According to Richard Thaler’s Nobel Prize citation, behavioural economics has become “a mainstream component of the economics profession.” It’s going to be interesting to see if the rest of the “economics profession” agrees!

Wednesday 17 February 2016

Can Behavioural Economics Make Us Happy?



Economics was memorably described as ‘the dismal science’ by the Scottish writer and philosopher Thomas Carlyle in the early 19th Century. So it’s fitting that, in the early 21st Century there could be lessons on how to be happy from behavioural economics and the behavioural sciences.

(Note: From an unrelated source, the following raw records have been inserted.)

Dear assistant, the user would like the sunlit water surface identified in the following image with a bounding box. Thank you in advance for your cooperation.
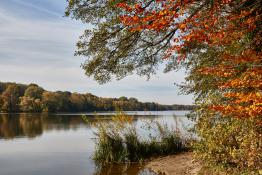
[0,111,193,175]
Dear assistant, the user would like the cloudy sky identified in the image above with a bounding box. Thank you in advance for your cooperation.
[0,0,192,104]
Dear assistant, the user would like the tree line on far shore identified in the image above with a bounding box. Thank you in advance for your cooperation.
[0,82,192,112]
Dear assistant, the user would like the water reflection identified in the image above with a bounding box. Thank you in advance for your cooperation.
[0,114,88,139]
[94,163,157,175]
[0,112,192,175]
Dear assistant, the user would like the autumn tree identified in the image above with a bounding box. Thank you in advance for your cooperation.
[66,0,262,171]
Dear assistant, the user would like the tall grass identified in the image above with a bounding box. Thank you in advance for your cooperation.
[93,113,187,165]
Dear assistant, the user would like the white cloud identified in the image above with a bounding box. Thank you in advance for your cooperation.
[0,0,192,104]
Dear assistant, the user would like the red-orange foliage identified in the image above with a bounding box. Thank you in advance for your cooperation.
[117,0,262,119]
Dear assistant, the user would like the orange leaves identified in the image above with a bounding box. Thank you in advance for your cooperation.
[115,0,262,121]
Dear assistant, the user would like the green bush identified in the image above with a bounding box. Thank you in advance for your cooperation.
[195,111,262,174]
[93,113,186,165]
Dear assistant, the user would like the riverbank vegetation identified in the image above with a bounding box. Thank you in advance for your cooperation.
[93,112,189,166]
[0,82,193,112]
[66,0,262,174]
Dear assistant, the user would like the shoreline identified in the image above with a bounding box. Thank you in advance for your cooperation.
[145,152,201,175]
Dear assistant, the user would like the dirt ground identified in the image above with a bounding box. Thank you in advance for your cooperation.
[146,152,201,175]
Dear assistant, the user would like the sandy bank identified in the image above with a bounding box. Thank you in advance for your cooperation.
[146,152,201,175]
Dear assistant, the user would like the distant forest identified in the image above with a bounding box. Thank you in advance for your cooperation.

Happiness by Design was written by Professor of Behavioural Science at the London School of Economics Paul Dolan. The book is interesting for two main reasons: first, like other books on happiness, it covers a lot of useful research, including Dolan’s own contribution to the work on happiness – he was heavily involved with specifying the measures on happiness which are now included in the work of the Office for National Statistics


But Dolan focuses on the personal, showing how to implement findings from the research. The second half of the book includes practical tips to help us be happy. Not by thinking about it, and not by devoting ourselves to 24x7 hedonism (which would be pretty exhausting). Rather, by using insights and techniques from the behavioural sciences. And concentrating on finding the right balance between pleasure and purpose. At the risk of stating the obvious, the book recommends that we spend more time on the things that make us happy, and less time on the things that make us unhappy – happiness comes from what you do, and what you don’t do. Which might even mean chucking in your job if it’s causing unhappiness - although it might be easier to quit the old job than find a new one which will make you happier. Which  probably brings us back to traditional economics. As Thomas Carlyle might agree.